0095-1137/03/$08.00+0 DOI: 10.1128/JCM.41.6.2417-2427.2003
Biology and Biotechnology Research Program, Lawrence Livermore National Laboratory, Livermore, California 94551
Received 7 February 2002/ Returned for modification 14 April 2002/ Accepted 8 February 2003
|
|
|---|
|
|
|---|
TaqMan fluorogenic assays have been shown to rapidly (within 2 h) and successfully identify four viruses that can infect humans, hepatitis viruses B and C (6, 9), Puumala hantavirus (1), and West Nile virus (2), as well as the fungal plant pathogens (12). Not only were these TaqMan assays more rapid than other methods, but they also had sensitivities equal to or greater than that of nested PCR (3).

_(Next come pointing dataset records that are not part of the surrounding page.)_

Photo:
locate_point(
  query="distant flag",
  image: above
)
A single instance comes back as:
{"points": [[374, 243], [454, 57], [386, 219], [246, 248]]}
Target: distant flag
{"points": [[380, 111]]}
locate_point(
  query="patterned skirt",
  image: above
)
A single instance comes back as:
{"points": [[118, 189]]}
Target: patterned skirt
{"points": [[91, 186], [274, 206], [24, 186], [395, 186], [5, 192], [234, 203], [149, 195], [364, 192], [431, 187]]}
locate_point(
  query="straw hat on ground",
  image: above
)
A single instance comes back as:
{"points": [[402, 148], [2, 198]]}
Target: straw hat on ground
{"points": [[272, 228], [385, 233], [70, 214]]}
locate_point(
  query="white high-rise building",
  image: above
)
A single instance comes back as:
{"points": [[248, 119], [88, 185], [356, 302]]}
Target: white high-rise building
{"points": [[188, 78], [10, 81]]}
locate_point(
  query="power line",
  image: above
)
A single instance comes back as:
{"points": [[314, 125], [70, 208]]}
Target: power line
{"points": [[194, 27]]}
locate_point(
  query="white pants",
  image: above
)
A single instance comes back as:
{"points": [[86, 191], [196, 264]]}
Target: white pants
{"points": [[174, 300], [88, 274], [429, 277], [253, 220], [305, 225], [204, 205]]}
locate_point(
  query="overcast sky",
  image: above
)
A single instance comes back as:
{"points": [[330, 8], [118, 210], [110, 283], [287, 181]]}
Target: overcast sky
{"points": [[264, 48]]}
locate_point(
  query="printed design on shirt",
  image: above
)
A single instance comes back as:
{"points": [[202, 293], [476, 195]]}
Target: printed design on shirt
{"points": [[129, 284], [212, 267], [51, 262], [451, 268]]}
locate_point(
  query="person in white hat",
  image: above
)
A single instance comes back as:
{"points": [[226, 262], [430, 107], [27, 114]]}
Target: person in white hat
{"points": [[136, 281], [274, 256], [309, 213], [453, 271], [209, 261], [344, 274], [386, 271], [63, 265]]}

TaqMan is a fluorogenic probe-based PCR assay in which, situated between two PCR primers, there is an internal oligonucleotide probe with a fluorescent label attached at the 5' end and a quenching molecule that suppresses the fluorescent reporter at the 3' end. During DNA replication in the PCR process, the internal oligonucleotide hybridizes to the template and is digested by the 5'-3' endonuclease activity of the Thermus aquaticus (Taq) DNA polymerase as the PCR primer is extended. The internal oligonucleotide is digested only if DNA replication occurs, separating the fluorescent and quencher molecules. PCR products are detected within minutes by monitoring the increase in fluorescence that occurs exponentially with successive PCR amplification cycles. Thus, TaqMan assays require the design of three nucleic acid probes: two PCR primers and one internal oligonucleotide located between the two primers. One might think that empirical results argue forcefully for the development of TaqMan probes, or signatures, to distinguish any pathogens that pose threats to humans, livestock, or crops. Such signatures would require two things. First, they must be uniquely species specific to preclude false-positive results. Second, they must be species-wide (capable of detecting all known strains of a given species) to ensure positive results for all strains of that species, thus preventing false-negative results. Thus, we define a signature, for the purposes of this paper, as three probes suitable for a TaqMan assay that uniquely identify all strains of a given species. Some argue that species-wide signatures are unnecessary and that only common or currently circulating strains that cause human infection must be detected. However, because our primary focus is bioterrorism, we require species-wide signatures, as it is possible that a terrorist may release an old strain or engineer something into a strain that does not normally cause human infection. While we do have the ability to tailor our signatures to whatever level is required, our focus on defense against bioterrorism demands that we find species-wide signatures in any case.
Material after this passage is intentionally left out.